The Mavericks are 3-8, and this is a franchise that got off to a 2-13 start last season and 2-14 the season before that. The commentary from players is not helping. Everybody can see that the parts are ill-fitting at the moment.

Nobody’s quite sure how to make them mesh. But nobody wants to bring up the possibility that there may be too many square pegs to fit into round holes. And it’s clear that a lot of players are trying to do things individually on the floor rather than collectively as a unit. How else to explain the fact that the Mavericks are 28th in the NBA in turnovers at 17.6 per game — including 90 (yes, 90) in the last four games.

The passes call for a zig, but teammates think it’s a zag.

“We’re still trying to figure out how to play alongside one another,” Harrison Barnes said. “I don’t think it’s any ill-intended turnovers. I think it’s a lot of us trying to do the right thing. It’s just not in sync. We haven’t got it where we’re just clicking yet. That’s the most frustrating point. We’re just not in sync, and it’s showing up right now.”

Coach Rick Carlisle deserves some of the blame, for sure. But not all of it. Players play. Coaches try to motivate and put players in situations where they have the best chance of success.

“With that many turnovers, it’s difficult to win a game,” Doncic said. “It was a tough back-to-back, but we didn’t have our mentality right and the turnovers killed us. We got to stick together and get our mentality right.”

Said Carlisle: “It’s a big problem. And we got to get it solved. You give up 31 points on 25 turnovers on the road in the Western Conference, you’re going to have a rough night.”

Times like this call for a little Dirk Nowitzki perspective. One of his favorite lines is that during a long NBA season, you go through stretches where you think you’ll never win again.

Similarly, there are segments where you feel unbeatable.

Maybe there’s one of those out there for the Mavericks.

But everybody is growing tired of the wait.

This isn’t supposed to happen when a team has played 11 opponents and only two of them have a winning record.
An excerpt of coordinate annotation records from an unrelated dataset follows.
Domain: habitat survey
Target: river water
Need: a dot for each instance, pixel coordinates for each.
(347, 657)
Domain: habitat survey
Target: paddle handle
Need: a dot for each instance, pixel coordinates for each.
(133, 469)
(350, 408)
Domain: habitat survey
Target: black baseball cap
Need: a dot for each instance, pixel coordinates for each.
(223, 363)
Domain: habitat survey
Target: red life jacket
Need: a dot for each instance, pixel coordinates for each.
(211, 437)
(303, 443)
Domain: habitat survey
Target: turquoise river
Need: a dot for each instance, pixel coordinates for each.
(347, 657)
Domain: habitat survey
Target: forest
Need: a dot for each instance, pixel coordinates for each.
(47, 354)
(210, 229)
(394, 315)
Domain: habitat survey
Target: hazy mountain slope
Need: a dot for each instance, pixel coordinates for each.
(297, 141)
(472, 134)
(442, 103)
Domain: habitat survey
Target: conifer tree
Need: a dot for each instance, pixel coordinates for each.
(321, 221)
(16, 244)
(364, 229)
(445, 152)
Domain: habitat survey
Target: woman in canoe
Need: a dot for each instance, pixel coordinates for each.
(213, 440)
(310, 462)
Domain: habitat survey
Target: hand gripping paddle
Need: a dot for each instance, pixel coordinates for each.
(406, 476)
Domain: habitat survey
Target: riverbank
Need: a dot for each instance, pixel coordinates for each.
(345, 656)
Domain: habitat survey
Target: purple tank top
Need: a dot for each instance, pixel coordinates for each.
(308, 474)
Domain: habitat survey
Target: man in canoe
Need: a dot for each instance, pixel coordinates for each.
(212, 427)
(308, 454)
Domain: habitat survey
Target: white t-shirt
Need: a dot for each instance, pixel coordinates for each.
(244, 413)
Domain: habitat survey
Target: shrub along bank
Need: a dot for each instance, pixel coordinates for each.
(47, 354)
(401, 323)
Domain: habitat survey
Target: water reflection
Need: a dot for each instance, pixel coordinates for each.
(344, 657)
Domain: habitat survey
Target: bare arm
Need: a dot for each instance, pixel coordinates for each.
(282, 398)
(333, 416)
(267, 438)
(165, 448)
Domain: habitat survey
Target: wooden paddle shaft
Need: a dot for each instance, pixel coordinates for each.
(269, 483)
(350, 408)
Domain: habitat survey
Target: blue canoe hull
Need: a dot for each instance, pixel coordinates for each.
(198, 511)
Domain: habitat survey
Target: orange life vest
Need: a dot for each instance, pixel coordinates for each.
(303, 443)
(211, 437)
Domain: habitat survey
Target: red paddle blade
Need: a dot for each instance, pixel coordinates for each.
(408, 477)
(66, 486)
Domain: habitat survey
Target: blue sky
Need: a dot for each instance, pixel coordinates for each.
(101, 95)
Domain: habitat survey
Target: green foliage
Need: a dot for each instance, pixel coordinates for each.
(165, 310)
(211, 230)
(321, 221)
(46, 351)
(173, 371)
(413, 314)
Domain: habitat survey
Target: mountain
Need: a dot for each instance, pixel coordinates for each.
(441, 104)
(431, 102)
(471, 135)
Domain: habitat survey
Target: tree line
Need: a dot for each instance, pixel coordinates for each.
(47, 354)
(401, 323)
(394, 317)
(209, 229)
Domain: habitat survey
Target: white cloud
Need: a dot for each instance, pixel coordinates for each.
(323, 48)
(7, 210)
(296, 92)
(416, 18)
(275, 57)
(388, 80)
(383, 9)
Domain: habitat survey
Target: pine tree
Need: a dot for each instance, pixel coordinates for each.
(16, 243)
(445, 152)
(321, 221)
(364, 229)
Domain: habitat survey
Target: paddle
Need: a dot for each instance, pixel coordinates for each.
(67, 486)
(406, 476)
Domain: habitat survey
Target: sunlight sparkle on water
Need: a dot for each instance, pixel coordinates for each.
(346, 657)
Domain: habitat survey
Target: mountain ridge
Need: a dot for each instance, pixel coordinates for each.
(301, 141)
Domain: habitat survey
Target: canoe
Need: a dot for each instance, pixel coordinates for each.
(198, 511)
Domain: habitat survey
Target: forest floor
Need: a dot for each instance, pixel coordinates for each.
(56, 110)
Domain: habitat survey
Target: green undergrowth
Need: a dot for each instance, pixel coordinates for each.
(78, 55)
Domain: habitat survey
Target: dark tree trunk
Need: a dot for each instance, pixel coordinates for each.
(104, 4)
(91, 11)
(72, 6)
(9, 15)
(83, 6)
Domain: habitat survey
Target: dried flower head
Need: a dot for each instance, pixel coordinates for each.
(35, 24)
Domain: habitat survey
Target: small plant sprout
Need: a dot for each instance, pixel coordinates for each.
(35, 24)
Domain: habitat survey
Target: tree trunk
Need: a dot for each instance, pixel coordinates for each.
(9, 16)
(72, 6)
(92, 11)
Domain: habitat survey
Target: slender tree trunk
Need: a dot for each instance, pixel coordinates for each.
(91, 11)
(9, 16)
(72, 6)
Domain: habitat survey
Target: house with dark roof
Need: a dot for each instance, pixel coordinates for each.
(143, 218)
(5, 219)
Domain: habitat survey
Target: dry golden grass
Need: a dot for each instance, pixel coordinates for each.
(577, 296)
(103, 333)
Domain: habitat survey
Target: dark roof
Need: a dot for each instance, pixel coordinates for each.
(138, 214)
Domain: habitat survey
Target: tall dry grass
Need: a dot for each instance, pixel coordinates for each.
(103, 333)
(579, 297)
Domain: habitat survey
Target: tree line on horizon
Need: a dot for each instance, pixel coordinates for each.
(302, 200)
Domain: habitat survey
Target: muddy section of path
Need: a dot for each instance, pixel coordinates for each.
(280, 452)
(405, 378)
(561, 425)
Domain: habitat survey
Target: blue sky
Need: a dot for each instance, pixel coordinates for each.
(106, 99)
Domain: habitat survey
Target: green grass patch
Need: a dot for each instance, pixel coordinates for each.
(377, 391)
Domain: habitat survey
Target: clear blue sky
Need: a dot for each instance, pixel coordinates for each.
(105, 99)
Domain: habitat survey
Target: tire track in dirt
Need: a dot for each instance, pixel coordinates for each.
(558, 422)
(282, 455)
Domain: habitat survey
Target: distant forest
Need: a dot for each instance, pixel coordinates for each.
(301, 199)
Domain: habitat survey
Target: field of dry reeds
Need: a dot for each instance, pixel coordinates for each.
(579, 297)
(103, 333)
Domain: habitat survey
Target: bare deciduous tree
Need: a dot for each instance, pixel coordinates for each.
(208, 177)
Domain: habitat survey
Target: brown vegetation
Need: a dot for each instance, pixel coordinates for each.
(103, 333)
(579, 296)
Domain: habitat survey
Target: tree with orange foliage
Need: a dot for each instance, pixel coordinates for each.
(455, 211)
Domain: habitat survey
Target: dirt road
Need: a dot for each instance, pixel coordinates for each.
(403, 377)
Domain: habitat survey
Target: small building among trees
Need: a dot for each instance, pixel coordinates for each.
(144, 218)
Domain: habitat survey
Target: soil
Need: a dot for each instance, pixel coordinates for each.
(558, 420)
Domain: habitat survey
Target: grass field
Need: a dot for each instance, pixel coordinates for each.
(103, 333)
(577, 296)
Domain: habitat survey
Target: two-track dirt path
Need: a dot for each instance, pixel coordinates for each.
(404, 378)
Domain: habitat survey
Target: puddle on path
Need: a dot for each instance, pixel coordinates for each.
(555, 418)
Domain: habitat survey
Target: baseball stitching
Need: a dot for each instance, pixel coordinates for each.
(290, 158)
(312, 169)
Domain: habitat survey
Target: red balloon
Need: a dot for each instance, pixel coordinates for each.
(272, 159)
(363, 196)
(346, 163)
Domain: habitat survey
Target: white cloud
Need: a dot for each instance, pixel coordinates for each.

But it does happen when the competitive level consistently does not reach that of their opponents.

It happens when players aren’t sold on things, or at the very least have doubts that what they are doing will work.

It happens when an offensive system has been changed to play faster and move the ball more, yet there are too many players who can’t hang on to said ball or pass it to somebody in the same color jersey.

“It’s pretty far,” Barea said when asked where the team was in terms of figuring things out. “It’s rough right now, it’s frustrating. We don’t really know what we got to do to get out of this funk. And now we got turnovers, too. We never had a lot of turnovers, and now we got turnovers.

“It’s not good. There’s a lot of things going on.”